Similar Wi-Fi hotspots have been set up at the local health clinic and library. Pilot white space deployment in three rural communities – Gakawa, Male, and Laikipia is helping bring low-cost, high-speed wireless broadband to inaccessible areas of Kenya. It is also allowing people to access information from the Internet, extend their horizons of knowledge, be more entrepreneurial, and participate in good governance. In addition, the delivery of government services, including healthcare, is becoming more efficient. The deployment is called "Mawingu" (Swahili for "cloud") and is a joint initiative by the Kenyan government, Indigo Telecom and Microsoft." Internet technology based on TV white space has also been successfully implemented in U.S. and Singapore, and is currently being tested Tanzania, South Africa and the Philippines, apart from Kenya.
Cut to India, and the biggest challenge the government faces in digitally connecting 2.5 lac gram panchayats (village councils) is the lack of a digital infrastructure. Adopting white spaces technology is a relatively simple and affordable approach. For it costs less than INR 10 lac to put in place a router for white space technology. It represents a cost-friendly answer to last mile connectivity challenges in India, especially in remote areas without electricity and other enabling infrastructure. Moreover, low density of population and low income make rural populations somewhat unattractive to commercial telecom providers.

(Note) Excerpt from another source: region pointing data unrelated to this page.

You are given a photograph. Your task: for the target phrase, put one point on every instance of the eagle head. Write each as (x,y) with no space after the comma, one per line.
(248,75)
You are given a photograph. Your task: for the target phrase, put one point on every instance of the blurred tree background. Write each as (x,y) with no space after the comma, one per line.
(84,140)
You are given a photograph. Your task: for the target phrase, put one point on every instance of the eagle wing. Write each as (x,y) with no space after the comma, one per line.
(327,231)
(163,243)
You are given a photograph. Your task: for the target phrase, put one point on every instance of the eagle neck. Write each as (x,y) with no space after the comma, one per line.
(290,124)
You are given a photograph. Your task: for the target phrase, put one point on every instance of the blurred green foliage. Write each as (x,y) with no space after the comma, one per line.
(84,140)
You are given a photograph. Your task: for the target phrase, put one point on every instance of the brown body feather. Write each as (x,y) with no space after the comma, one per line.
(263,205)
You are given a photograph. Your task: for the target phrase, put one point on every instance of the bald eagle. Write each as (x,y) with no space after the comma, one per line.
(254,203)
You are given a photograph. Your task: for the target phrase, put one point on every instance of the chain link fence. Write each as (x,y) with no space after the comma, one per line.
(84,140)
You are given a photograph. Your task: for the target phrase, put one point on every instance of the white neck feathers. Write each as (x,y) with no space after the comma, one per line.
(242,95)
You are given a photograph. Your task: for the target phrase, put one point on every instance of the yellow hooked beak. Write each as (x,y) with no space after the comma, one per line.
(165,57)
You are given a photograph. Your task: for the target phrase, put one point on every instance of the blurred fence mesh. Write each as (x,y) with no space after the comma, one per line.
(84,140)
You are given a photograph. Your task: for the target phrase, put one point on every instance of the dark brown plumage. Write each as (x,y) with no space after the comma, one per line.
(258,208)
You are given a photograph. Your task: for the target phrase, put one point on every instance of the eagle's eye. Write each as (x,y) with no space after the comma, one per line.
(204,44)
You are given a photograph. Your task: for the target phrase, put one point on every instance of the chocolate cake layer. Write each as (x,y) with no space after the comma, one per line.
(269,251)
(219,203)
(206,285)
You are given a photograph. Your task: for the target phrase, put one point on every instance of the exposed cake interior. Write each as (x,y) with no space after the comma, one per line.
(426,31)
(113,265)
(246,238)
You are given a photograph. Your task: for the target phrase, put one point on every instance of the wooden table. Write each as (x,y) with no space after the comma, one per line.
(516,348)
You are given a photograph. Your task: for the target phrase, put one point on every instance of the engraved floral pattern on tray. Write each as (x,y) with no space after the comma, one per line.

In India, a good deal of this spectrum belongs to Doordarshan, the public service broadcaster, and the government. It is largely unused. There is need for regulatory approvals and support from different government departments before white space pilots can be rolled out successfully in India. The Federal Communications Commission (of the U.S.) was reportedly planning to make more TV band spectrum available for white space devices (devices that look up white spaces in an authorized white space database and enable transmission along these white spaces). In U.K., the licensing body for spectrum has made white space free to use.
Microsoft has submitted a proposal to the government to move forward on a pilot that will make use of white space. If the pilot achieves success, the success can be recreated across the country, and this could give a huge boost to the Digital India initiative.
Mawingu has a lesson or two for India. The project was about taking Kenyans who did not have jobs and lived in villages, and providing them with education, training, and technology to make them sustainable in their own way. The net effect was that they ended up making more money than before. It’s India’s turn now to make use of unused spectrum opportunistically to provide cheap last-mile connectivity, especially in areas that lack electricity and basic infrastructure. The scale of white spaces deployment in India is going to be much more massive and, in this effort, Mr. Mandela’s words can be a source of inspiration.